The gifts in the hall were not the half of it. His study was a warehouse of nappies, feeding bottles, blankets and sheets, baby clothes and battered metal baths. I counted twelve cartons of concentrated orange juice and thirteen teddy bears in various stages of decomposition.
“Holy mackerel,” Father Duddleswell exclaimed, “how stupid folks can get?”
I said, “I do remember you saying that, Father.”
“The Tysons,” Father Neil, “are adopting twins, not sta
rting a bloody orphanage.”
In fact, our orphanage did inherit the gifts. Bob and Julie, a well-organized couple, had already bought everything they needed.

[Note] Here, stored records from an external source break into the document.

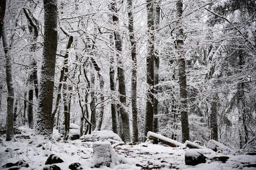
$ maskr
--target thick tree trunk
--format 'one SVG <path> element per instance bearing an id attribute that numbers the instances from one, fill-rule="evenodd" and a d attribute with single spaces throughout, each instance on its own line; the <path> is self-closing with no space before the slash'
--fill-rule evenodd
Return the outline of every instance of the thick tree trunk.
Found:
<path id="1" fill-rule="evenodd" d="M 119 23 L 119 18 L 117 15 L 117 9 L 115 0 L 111 2 L 111 9 L 113 12 L 113 21 L 114 25 Z M 130 120 L 129 113 L 125 110 L 126 106 L 126 92 L 125 88 L 125 71 L 122 67 L 122 65 L 120 54 L 122 51 L 122 40 L 121 35 L 118 31 L 114 32 L 116 50 L 116 58 L 118 67 L 117 67 L 117 76 L 118 77 L 118 85 L 119 94 L 120 105 L 119 111 L 122 119 L 122 135 L 124 142 L 128 142 L 131 141 L 130 135 Z"/>
<path id="2" fill-rule="evenodd" d="M 176 3 L 177 21 L 177 40 L 175 47 L 178 51 L 179 77 L 180 79 L 180 117 L 181 120 L 182 141 L 185 143 L 186 140 L 189 140 L 189 129 L 188 116 L 188 101 L 186 74 L 186 62 L 185 54 L 183 48 L 184 41 L 183 28 L 182 28 L 182 0 L 178 1 Z"/>
<path id="3" fill-rule="evenodd" d="M 155 11 L 155 29 L 157 30 L 159 27 L 159 23 L 160 22 L 160 3 L 161 3 L 161 0 L 158 0 L 155 2 L 156 5 Z M 157 45 L 159 44 L 159 40 L 157 37 L 155 37 L 157 43 Z M 158 113 L 158 99 L 156 97 L 157 94 L 158 93 L 158 83 L 159 82 L 159 63 L 160 59 L 159 58 L 159 53 L 158 51 L 155 49 L 155 55 L 154 57 L 154 86 L 155 86 L 155 97 L 154 99 L 154 120 L 153 122 L 153 131 L 157 133 L 158 131 L 158 119 L 157 116 Z"/>
<path id="4" fill-rule="evenodd" d="M 134 29 L 134 17 L 132 13 L 133 0 L 127 1 L 128 17 L 129 17 L 129 31 L 131 47 L 132 68 L 131 75 L 131 108 L 132 112 L 132 142 L 137 142 L 139 140 L 138 129 L 138 108 L 137 107 L 137 53 L 136 40 Z"/>
<path id="5" fill-rule="evenodd" d="M 10 48 L 8 45 L 5 27 L 3 26 L 2 37 L 6 58 L 6 84 L 8 90 L 7 96 L 7 108 L 6 117 L 6 141 L 10 141 L 14 137 L 13 133 L 13 106 L 14 104 L 14 89 L 12 82 L 12 62 L 10 55 Z"/>
<path id="6" fill-rule="evenodd" d="M 50 136 L 57 46 L 57 0 L 44 0 L 44 35 L 35 133 Z"/>
<path id="7" fill-rule="evenodd" d="M 211 103 L 211 121 L 212 129 L 212 139 L 217 142 L 218 141 L 218 105 L 217 100 L 218 99 L 217 94 L 215 94 L 213 101 Z"/>
<path id="8" fill-rule="evenodd" d="M 154 12 L 153 2 L 152 0 L 147 0 L 147 11 L 148 13 L 147 25 L 149 38 L 148 40 L 147 55 L 147 83 L 148 92 L 146 103 L 146 114 L 144 128 L 144 141 L 146 139 L 147 134 L 149 131 L 153 131 L 154 102 Z"/>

“Are you sure you can manage, Julie?”
There was nothing to worry about. An animal-like smile spread across Julie’s chunky face. “This is nothing, really, Father.” She set to, feeding one of the twins.
“You will not be requiring a cock or an alarm clock now,” Father D said.
I suggested he might like to help out by giving the bottle to Emma who was at that moment bawling from hunger.
Before he could answer, in walked Mrs. Pring. She, too, was there on baby business.
“What are you doing here, woman,” Father Duddleswell demanded. “Who is minding the shop?”
“You said yourself,” Mrs. Pring returned, rolling up her sleeves, “that a young mother with twins needs all the help she can get.” She soothed Emma and gave her the bottle.
Father Duddleswell and I cooed a bit, then left. I even got him to admit for the first time that there were some things women were best at.
Only two days later, Bob phoned again. This time, there was panic in his voice.
“We’d be much obliged, Julie and me, if you’d come right around.”
Young parents, I knew, can lose their heads over the most minor ailments of their children.
“Have the girls got a rash, Bob, or a temperature?”
“Worse than that, Father. Much.”
Now I was worried. Was it meningitis?
“Tell me,” I said.
“We’re in a real fix. I’m not sure we’re keeping them.”
With that, he banged the phone down.
I had awful visions of the biological parents demanding their children back. Father D told me it had happened to him once. The more likely explanation was that the twins were proving to be more than they could cope with.
“Sacred Heart of Jesus,” I muttered again and again as I cycled around to the Tyson’s place.
Julie let me in, all smiles.
“Bob phoned you, then, did he?”
Knowing that my voice would come out hoarse, I nodded.
What was I to make of this? In the middle of what sounded like a family crisis, Julie wasn’t in the least upset.